CHESTERVILLE — The Upper Canada District School Board will ponder the imminent closure of a dozen Eastern Ontario schools, effective the end of this school year, with potentially another 13 to come beyond that.
The proposed shutdowns would leave one public high school in Dundas County, with Seaway District High School in Iroquois getting the chop and North Dundas District High School at Maple Ridge spared the axe, according to a Sept. 25 “initial staff report” released on the board’s website in advance of its Sept. 28 meeting.
The report provides draft recommendations to trustees on proposed school closures, which would also involve public consultations and feedback as part of the “consolidation” process.
Students from Seaway District High School would end up going to North Dundas or South Grenville in Prescott.
The suggested changes would also see grades 7 to 12 at Ingleside’s Rothwell-Osnabruck School shifted to Cornwall Collegiate Vocational School. R-O would then take in the elementary students from Longue Sault Public School, which would be closed.
Iroquois and Morrisburg Public Schools would be temporarily closed and their student populations moved to the Seaway building, while Iroquois P.S. is expanded to accommodate elementary students from both Morrisburg and Iroquois.
Also suggested for shutdown at the end of this school year are:
Plantagenet Public School (shifted to Rockland Public School);
Benson Public School in Cardinal (shifted to South Edwardsburg School);
Char-Lan District High School (shifted to St.

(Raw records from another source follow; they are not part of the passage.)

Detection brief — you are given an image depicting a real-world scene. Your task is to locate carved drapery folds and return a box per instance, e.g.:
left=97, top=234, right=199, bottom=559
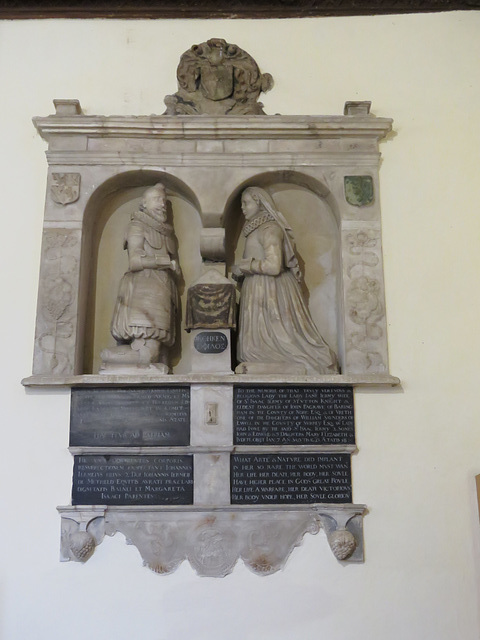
left=343, top=227, right=388, bottom=373
left=165, top=38, right=273, bottom=115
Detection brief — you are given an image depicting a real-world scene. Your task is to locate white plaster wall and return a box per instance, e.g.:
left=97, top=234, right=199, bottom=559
left=0, top=12, right=480, bottom=640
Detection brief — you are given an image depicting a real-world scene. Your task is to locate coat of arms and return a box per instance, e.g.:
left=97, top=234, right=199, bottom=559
left=50, top=173, right=80, bottom=205
left=344, top=176, right=373, bottom=207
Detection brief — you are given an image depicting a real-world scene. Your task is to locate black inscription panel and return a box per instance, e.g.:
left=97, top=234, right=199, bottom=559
left=72, top=455, right=193, bottom=505
left=70, top=387, right=190, bottom=447
left=230, top=453, right=352, bottom=504
left=233, top=386, right=355, bottom=445
left=193, top=331, right=228, bottom=353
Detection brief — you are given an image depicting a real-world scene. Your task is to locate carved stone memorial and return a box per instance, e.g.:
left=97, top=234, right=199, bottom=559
left=23, top=39, right=399, bottom=577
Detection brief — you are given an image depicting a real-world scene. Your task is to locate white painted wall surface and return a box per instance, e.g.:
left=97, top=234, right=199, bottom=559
left=0, top=12, right=480, bottom=640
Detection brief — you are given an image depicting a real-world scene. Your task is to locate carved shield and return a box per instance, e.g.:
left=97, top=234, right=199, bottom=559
left=344, top=176, right=373, bottom=207
left=50, top=173, right=80, bottom=205
left=200, top=64, right=233, bottom=101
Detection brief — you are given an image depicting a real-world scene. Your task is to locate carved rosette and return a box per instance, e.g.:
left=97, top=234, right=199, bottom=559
left=59, top=505, right=364, bottom=578
left=343, top=227, right=387, bottom=373
left=165, top=38, right=273, bottom=115
left=34, top=229, right=81, bottom=375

Lawrence District High School and C.C.V.S.)
Glen Tay Public School (shifted to Queen Elizabeth School);
North Elmsley Public School (shifted to Chimo and The Stewart Schools);
Oxford-On-Rideau Public School (shifted to South Branch School);
Pakenham Public School (shifted to R.Tait McKenzie School);
Rideau Centennial Public School (shifted to South Crosby School);
Wolford Public School (shifted to Chimo and Merrickville Schools).
Tagwi Secondary School could also end up hosting students from Glengarry District High School, according to the report, which blames changes in provincial funding for the mass closure preparations.
“We have too much surplus classroom space in our schools,” says the report. “This is a challenge because the funding school boards receive from the Ontario Ministry of Education to operate and maintain schools is increasingly based upon the amount of physical school space required given student enrolments. Enrolment decline due to an aging population of ‘echo boom’ (children of the baby boom) students is a reality across Ontario.
“In Upper Canada, this demographic reality has had a profound impact on school enrolments. For example, in the past 10 years (2005 to 2015), elementary enrolments have declined by about 3500 students representing almost 17% of elementary enrolments as a whole. Similarly, secondary school enrolments over the past 10 years have declined by about 4000 students, or 30% of secondary enrolments as a whole. While the good news is that elementary enrolments have now stabilized, and that there are only several more years of secondary enrolment decline to come, the Upper Canada District School Board has significantly more small enrolment schools and more surplus space in schools overall than ten years ago. The amount of space needed by school boards is chiefly determined by enrolment compared to the physical space available in schools. Whereas the Ministry of Education used to provide additional financial support to school boards to account for the operation, maintenance and renewal of surplus space in schools, this is no longer the case.”